Among the military personnel were escaped prisoners of war, recently enlisted men, army cadets and shot-down airmen, all driven by the same desire to rejoin the Allied forces and continue the fight. Among the escaping civilians were victims of discrimination of all kinds, foreigners, Jews, resistants and anyone who had been denounced for one reason or another.

ExodusTheir common denominator was the vital need to get away from the unbearable oppression in France and reach Spain by crossing the Pyrenees. At the beginning of this exodus, all those who were captured by Spanish frontier guards were unfortunately returned to France, interned by the Vichy regime and subsequently handed over to the German authorities. Later, although General Franco was an ally of Hitler and imprisoned all new invaders in extremely bad conditions for periods of between two to six months (depending on age, nationality and status), he later freed his captives under various economic conditions arranged in secret with the opposing Allied powers. During the early years of the war the occupying forces had left control of the free zone to the government of Vichy, which meant that for a certain time many routes were made more accessible by the variety of people who were willing to lead evaders across the Pyrenees. These guides included shepherds, professional smugglers, forestry workers, hunters of isards (the Pyrenean chamois) and frontier farming families.

But from the 11th of November 1942, the date on which the Germans occupied the free zone following the Allied invasion of North Africa on the 8th of November, the Nazi noose tightened and surveillance increased dramatically. Frontier guards, mainly Austrians, were posted along the whole length of the mountain chain and enemy patrols intensfied.
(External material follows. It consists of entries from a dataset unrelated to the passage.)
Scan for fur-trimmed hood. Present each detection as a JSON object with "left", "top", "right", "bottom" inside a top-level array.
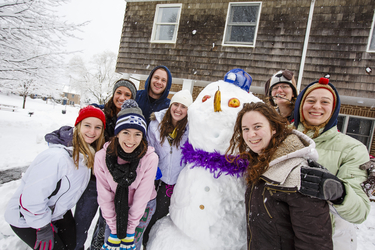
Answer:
[{"left": 262, "top": 130, "right": 318, "bottom": 189}]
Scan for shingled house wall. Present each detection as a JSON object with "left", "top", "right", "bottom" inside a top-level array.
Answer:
[{"left": 116, "top": 0, "right": 375, "bottom": 154}]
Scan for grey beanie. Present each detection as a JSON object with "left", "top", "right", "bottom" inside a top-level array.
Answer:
[
  {"left": 115, "top": 99, "right": 147, "bottom": 138},
  {"left": 112, "top": 79, "right": 137, "bottom": 100}
]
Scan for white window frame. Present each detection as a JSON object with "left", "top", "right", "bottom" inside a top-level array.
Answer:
[
  {"left": 339, "top": 114, "right": 375, "bottom": 152},
  {"left": 367, "top": 11, "right": 375, "bottom": 53},
  {"left": 222, "top": 2, "right": 262, "bottom": 47},
  {"left": 151, "top": 3, "right": 182, "bottom": 43}
]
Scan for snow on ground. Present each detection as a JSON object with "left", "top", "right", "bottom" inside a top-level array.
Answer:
[{"left": 0, "top": 93, "right": 375, "bottom": 250}]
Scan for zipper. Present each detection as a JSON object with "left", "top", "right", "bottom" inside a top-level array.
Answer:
[{"left": 246, "top": 184, "right": 254, "bottom": 250}]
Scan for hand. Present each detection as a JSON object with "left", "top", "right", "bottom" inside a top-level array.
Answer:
[
  {"left": 299, "top": 160, "right": 346, "bottom": 204},
  {"left": 34, "top": 223, "right": 57, "bottom": 250},
  {"left": 101, "top": 234, "right": 121, "bottom": 250},
  {"left": 359, "top": 158, "right": 375, "bottom": 200},
  {"left": 120, "top": 234, "right": 135, "bottom": 250}
]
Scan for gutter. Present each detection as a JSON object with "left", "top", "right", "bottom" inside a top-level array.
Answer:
[{"left": 297, "top": 0, "right": 315, "bottom": 93}]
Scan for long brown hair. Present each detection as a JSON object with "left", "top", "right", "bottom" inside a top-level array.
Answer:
[
  {"left": 104, "top": 79, "right": 137, "bottom": 121},
  {"left": 107, "top": 136, "right": 148, "bottom": 156},
  {"left": 225, "top": 102, "right": 292, "bottom": 185},
  {"left": 159, "top": 104, "right": 187, "bottom": 148},
  {"left": 73, "top": 122, "right": 104, "bottom": 169}
]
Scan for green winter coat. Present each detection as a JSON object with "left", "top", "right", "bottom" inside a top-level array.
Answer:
[{"left": 306, "top": 126, "right": 370, "bottom": 224}]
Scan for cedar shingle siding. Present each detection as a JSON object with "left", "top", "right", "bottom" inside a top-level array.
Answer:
[{"left": 116, "top": 0, "right": 375, "bottom": 154}]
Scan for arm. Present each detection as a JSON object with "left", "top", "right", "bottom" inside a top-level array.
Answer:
[
  {"left": 127, "top": 153, "right": 158, "bottom": 234},
  {"left": 334, "top": 144, "right": 370, "bottom": 224},
  {"left": 94, "top": 149, "right": 117, "bottom": 234},
  {"left": 19, "top": 149, "right": 69, "bottom": 228}
]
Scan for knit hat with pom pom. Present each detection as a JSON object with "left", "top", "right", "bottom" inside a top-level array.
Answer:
[{"left": 115, "top": 99, "right": 147, "bottom": 137}]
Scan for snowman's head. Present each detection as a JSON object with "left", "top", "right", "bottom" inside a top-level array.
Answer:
[{"left": 188, "top": 81, "right": 261, "bottom": 154}]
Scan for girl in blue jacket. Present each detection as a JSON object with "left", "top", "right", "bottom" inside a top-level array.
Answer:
[{"left": 143, "top": 90, "right": 193, "bottom": 246}]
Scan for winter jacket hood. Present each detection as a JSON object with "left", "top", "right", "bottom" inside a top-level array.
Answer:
[
  {"left": 44, "top": 126, "right": 74, "bottom": 147},
  {"left": 294, "top": 81, "right": 341, "bottom": 134},
  {"left": 135, "top": 66, "right": 172, "bottom": 126}
]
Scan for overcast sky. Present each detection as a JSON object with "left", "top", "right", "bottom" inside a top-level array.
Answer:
[{"left": 59, "top": 0, "right": 126, "bottom": 62}]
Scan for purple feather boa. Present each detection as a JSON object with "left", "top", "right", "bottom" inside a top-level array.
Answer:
[{"left": 181, "top": 141, "right": 248, "bottom": 179}]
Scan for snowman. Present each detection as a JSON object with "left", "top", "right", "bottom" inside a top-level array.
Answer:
[{"left": 147, "top": 69, "right": 261, "bottom": 250}]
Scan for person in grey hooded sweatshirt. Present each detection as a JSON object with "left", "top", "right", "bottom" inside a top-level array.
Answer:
[{"left": 5, "top": 106, "right": 105, "bottom": 250}]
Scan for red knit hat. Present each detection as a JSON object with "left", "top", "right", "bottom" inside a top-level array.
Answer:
[{"left": 74, "top": 106, "right": 105, "bottom": 129}]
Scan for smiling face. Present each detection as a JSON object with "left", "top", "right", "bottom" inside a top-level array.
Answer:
[
  {"left": 117, "top": 128, "right": 143, "bottom": 153},
  {"left": 148, "top": 69, "right": 168, "bottom": 99},
  {"left": 271, "top": 83, "right": 294, "bottom": 106},
  {"left": 79, "top": 117, "right": 103, "bottom": 144},
  {"left": 241, "top": 111, "right": 276, "bottom": 154},
  {"left": 171, "top": 102, "right": 188, "bottom": 126},
  {"left": 113, "top": 86, "right": 132, "bottom": 111},
  {"left": 302, "top": 88, "right": 333, "bottom": 126}
]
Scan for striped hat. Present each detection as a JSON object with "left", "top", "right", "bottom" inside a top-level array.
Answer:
[{"left": 115, "top": 99, "right": 147, "bottom": 137}]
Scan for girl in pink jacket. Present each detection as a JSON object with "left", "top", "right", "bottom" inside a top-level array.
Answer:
[{"left": 94, "top": 100, "right": 158, "bottom": 249}]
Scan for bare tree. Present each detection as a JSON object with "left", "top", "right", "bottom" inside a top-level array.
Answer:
[
  {"left": 0, "top": 0, "right": 83, "bottom": 106},
  {"left": 67, "top": 51, "right": 120, "bottom": 104}
]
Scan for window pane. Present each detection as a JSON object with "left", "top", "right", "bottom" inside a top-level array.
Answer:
[
  {"left": 346, "top": 117, "right": 372, "bottom": 136},
  {"left": 227, "top": 26, "right": 255, "bottom": 43},
  {"left": 337, "top": 116, "right": 345, "bottom": 132},
  {"left": 158, "top": 7, "right": 180, "bottom": 23},
  {"left": 229, "top": 6, "right": 259, "bottom": 22},
  {"left": 155, "top": 25, "right": 174, "bottom": 40}
]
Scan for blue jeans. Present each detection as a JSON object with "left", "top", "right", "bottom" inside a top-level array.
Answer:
[
  {"left": 74, "top": 178, "right": 98, "bottom": 250},
  {"left": 105, "top": 198, "right": 156, "bottom": 250}
]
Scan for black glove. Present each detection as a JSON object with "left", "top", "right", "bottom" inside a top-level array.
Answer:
[
  {"left": 34, "top": 223, "right": 57, "bottom": 250},
  {"left": 359, "top": 158, "right": 375, "bottom": 200},
  {"left": 299, "top": 160, "right": 346, "bottom": 204}
]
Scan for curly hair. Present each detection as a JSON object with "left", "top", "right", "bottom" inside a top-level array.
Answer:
[
  {"left": 159, "top": 105, "right": 187, "bottom": 148},
  {"left": 225, "top": 102, "right": 292, "bottom": 185}
]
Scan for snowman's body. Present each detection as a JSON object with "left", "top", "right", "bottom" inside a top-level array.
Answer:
[{"left": 147, "top": 81, "right": 260, "bottom": 250}]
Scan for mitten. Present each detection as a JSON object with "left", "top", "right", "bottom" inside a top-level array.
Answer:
[
  {"left": 120, "top": 234, "right": 135, "bottom": 250},
  {"left": 299, "top": 160, "right": 346, "bottom": 204},
  {"left": 359, "top": 158, "right": 375, "bottom": 200},
  {"left": 34, "top": 222, "right": 57, "bottom": 250},
  {"left": 101, "top": 234, "right": 121, "bottom": 250}
]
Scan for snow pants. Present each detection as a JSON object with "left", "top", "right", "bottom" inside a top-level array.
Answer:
[
  {"left": 143, "top": 180, "right": 174, "bottom": 246},
  {"left": 10, "top": 210, "right": 76, "bottom": 250},
  {"left": 104, "top": 198, "right": 156, "bottom": 250}
]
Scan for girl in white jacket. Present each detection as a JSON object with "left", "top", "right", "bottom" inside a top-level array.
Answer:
[
  {"left": 5, "top": 106, "right": 105, "bottom": 250},
  {"left": 143, "top": 90, "right": 193, "bottom": 246}
]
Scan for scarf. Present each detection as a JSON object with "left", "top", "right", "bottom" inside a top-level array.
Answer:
[
  {"left": 105, "top": 145, "right": 144, "bottom": 239},
  {"left": 181, "top": 141, "right": 249, "bottom": 179}
]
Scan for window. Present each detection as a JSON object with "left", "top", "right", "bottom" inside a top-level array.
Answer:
[
  {"left": 223, "top": 2, "right": 262, "bottom": 47},
  {"left": 367, "top": 9, "right": 375, "bottom": 52},
  {"left": 151, "top": 4, "right": 182, "bottom": 43},
  {"left": 337, "top": 115, "right": 375, "bottom": 151}
]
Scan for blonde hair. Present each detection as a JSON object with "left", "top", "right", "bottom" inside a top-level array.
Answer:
[{"left": 73, "top": 122, "right": 104, "bottom": 169}]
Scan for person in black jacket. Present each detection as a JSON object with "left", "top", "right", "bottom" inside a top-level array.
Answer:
[{"left": 135, "top": 66, "right": 172, "bottom": 126}]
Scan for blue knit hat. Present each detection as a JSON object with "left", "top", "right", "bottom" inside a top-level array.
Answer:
[{"left": 115, "top": 99, "right": 147, "bottom": 137}]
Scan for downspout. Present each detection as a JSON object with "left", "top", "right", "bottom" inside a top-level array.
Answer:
[{"left": 297, "top": 0, "right": 315, "bottom": 93}]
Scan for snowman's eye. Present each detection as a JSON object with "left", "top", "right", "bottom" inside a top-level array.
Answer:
[
  {"left": 228, "top": 98, "right": 241, "bottom": 108},
  {"left": 202, "top": 95, "right": 211, "bottom": 102}
]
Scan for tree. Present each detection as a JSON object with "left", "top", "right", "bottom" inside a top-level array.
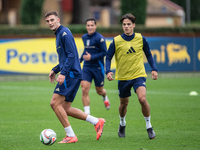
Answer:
[
  {"left": 171, "top": 0, "right": 200, "bottom": 21},
  {"left": 121, "top": 0, "right": 147, "bottom": 24},
  {"left": 20, "top": 0, "right": 44, "bottom": 24}
]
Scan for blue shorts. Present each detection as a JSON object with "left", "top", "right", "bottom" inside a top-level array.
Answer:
[
  {"left": 118, "top": 77, "right": 146, "bottom": 98},
  {"left": 82, "top": 66, "right": 104, "bottom": 87},
  {"left": 54, "top": 77, "right": 81, "bottom": 102}
]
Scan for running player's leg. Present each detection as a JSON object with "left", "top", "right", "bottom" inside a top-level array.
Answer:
[
  {"left": 134, "top": 78, "right": 156, "bottom": 139},
  {"left": 92, "top": 69, "right": 110, "bottom": 109}
]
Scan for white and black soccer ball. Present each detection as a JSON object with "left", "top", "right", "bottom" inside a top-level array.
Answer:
[{"left": 40, "top": 129, "right": 56, "bottom": 145}]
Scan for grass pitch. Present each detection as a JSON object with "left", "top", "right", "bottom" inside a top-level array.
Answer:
[{"left": 0, "top": 73, "right": 200, "bottom": 150}]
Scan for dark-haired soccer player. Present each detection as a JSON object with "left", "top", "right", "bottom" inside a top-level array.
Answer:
[
  {"left": 80, "top": 18, "right": 110, "bottom": 114},
  {"left": 106, "top": 14, "right": 158, "bottom": 139},
  {"left": 45, "top": 11, "right": 105, "bottom": 143}
]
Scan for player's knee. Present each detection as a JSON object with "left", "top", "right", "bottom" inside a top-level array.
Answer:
[
  {"left": 96, "top": 89, "right": 106, "bottom": 95},
  {"left": 82, "top": 87, "right": 89, "bottom": 94},
  {"left": 50, "top": 98, "right": 56, "bottom": 110},
  {"left": 139, "top": 96, "right": 147, "bottom": 105}
]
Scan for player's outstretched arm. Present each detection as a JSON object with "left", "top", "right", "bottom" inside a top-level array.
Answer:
[
  {"left": 49, "top": 70, "right": 56, "bottom": 84},
  {"left": 151, "top": 71, "right": 158, "bottom": 80}
]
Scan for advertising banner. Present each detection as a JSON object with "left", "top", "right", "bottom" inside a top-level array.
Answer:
[{"left": 0, "top": 37, "right": 200, "bottom": 74}]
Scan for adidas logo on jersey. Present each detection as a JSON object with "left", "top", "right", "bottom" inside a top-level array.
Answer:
[
  {"left": 55, "top": 88, "right": 60, "bottom": 92},
  {"left": 62, "top": 32, "right": 67, "bottom": 36},
  {"left": 127, "top": 46, "right": 136, "bottom": 54},
  {"left": 100, "top": 38, "right": 104, "bottom": 42}
]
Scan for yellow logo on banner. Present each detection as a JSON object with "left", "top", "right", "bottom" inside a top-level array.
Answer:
[{"left": 0, "top": 38, "right": 112, "bottom": 74}]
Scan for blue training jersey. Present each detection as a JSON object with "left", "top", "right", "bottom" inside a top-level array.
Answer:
[
  {"left": 52, "top": 25, "right": 82, "bottom": 79},
  {"left": 106, "top": 33, "right": 157, "bottom": 77},
  {"left": 80, "top": 31, "right": 107, "bottom": 67}
]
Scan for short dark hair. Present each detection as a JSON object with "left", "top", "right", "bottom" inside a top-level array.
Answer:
[
  {"left": 120, "top": 13, "right": 136, "bottom": 23},
  {"left": 85, "top": 18, "right": 97, "bottom": 24},
  {"left": 44, "top": 11, "right": 58, "bottom": 18}
]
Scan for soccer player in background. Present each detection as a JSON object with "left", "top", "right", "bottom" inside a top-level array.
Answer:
[
  {"left": 80, "top": 18, "right": 110, "bottom": 114},
  {"left": 45, "top": 11, "right": 105, "bottom": 143},
  {"left": 106, "top": 14, "right": 158, "bottom": 139}
]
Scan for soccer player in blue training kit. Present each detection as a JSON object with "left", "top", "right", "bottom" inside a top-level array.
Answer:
[
  {"left": 106, "top": 14, "right": 158, "bottom": 139},
  {"left": 45, "top": 11, "right": 105, "bottom": 143},
  {"left": 80, "top": 18, "right": 110, "bottom": 114}
]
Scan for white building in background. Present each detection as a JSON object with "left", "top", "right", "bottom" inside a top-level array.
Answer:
[{"left": 0, "top": 0, "right": 185, "bottom": 27}]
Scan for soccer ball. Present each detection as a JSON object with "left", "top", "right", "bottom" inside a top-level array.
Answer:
[{"left": 40, "top": 129, "right": 56, "bottom": 145}]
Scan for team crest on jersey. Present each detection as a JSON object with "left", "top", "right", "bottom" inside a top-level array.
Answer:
[
  {"left": 100, "top": 38, "right": 104, "bottom": 42},
  {"left": 126, "top": 46, "right": 136, "bottom": 54},
  {"left": 86, "top": 40, "right": 90, "bottom": 46},
  {"left": 62, "top": 32, "right": 67, "bottom": 36}
]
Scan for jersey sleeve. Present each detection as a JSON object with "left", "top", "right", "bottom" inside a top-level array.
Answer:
[
  {"left": 106, "top": 39, "right": 115, "bottom": 74},
  {"left": 52, "top": 64, "right": 60, "bottom": 74},
  {"left": 91, "top": 36, "right": 107, "bottom": 60},
  {"left": 60, "top": 32, "right": 76, "bottom": 75},
  {"left": 142, "top": 36, "right": 158, "bottom": 71},
  {"left": 79, "top": 36, "right": 85, "bottom": 63}
]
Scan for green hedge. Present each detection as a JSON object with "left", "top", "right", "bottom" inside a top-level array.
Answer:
[{"left": 0, "top": 25, "right": 200, "bottom": 38}]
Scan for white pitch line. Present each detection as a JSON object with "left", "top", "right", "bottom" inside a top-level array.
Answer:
[{"left": 0, "top": 85, "right": 199, "bottom": 96}]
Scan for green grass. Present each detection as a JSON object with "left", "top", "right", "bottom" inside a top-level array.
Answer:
[{"left": 0, "top": 73, "right": 200, "bottom": 150}]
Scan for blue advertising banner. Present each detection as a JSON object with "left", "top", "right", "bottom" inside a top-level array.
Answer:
[
  {"left": 145, "top": 37, "right": 200, "bottom": 71},
  {"left": 0, "top": 37, "right": 200, "bottom": 74}
]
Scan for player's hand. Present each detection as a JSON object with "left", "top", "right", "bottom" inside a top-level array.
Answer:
[
  {"left": 56, "top": 74, "right": 65, "bottom": 85},
  {"left": 49, "top": 70, "right": 56, "bottom": 84},
  {"left": 83, "top": 51, "right": 91, "bottom": 61},
  {"left": 107, "top": 72, "right": 114, "bottom": 81},
  {"left": 151, "top": 71, "right": 158, "bottom": 80}
]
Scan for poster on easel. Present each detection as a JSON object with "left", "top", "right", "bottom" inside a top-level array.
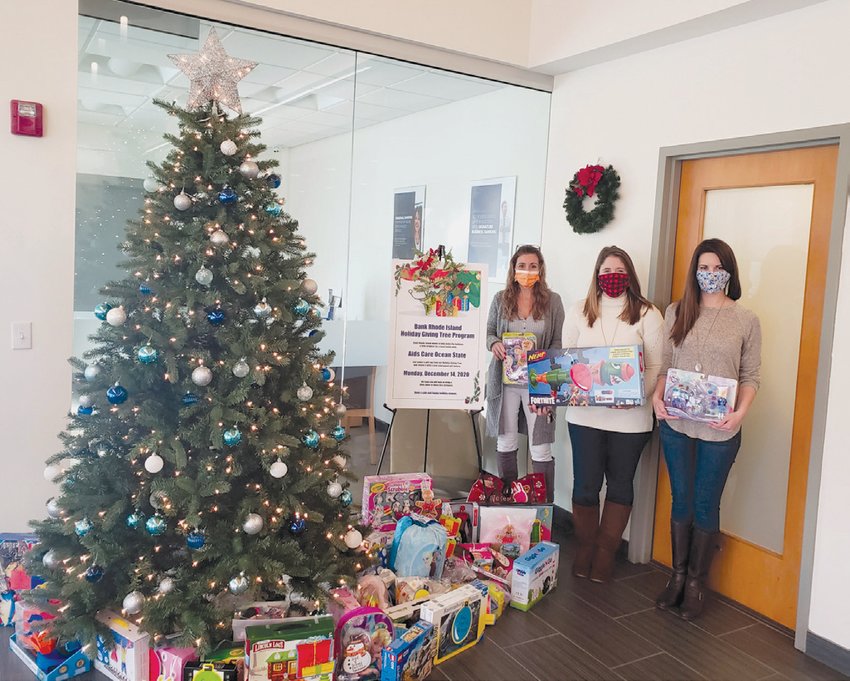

A forbidden zone twenty kilometres deep was also set up along the Pyrenees into which access was only allowed with a special pass.

From then on it became vital to develop more structured, more efficient and certainly more secret ways of reaching safety in Spain. The result was the founding of many well-organised escape lines run by British, Belgian, Dutch, Polish and French groups whose aim was to pass not only men but also important military information and documents.

Crossing the Pyrénées
To make matters worse, early in February 1943, after the introduction of the STO (Service du Travail Obligatoire, or obligatory forced labour order) under which all young men were to be deported to work in Germany, a flood of draft evaders decided to either join one of the increasing Maquis resistance groups or flee across the mountains to neutral Spain. Faced with such an abrupt exodus of its prospective manpower force, the Nazi crackdown was swift and harsh. Arrests multiplied, escape networks were infiltrated and broken up, passeurs and guides relentlessly hunted down - so much so that of 2,000 known guides more than half were executed immediately or died later in German concentration camps. But in spite of these many setbacks 33,000 men, women and children escaped successfully along the entire length of the Pyrenees and realised their dream of freedom.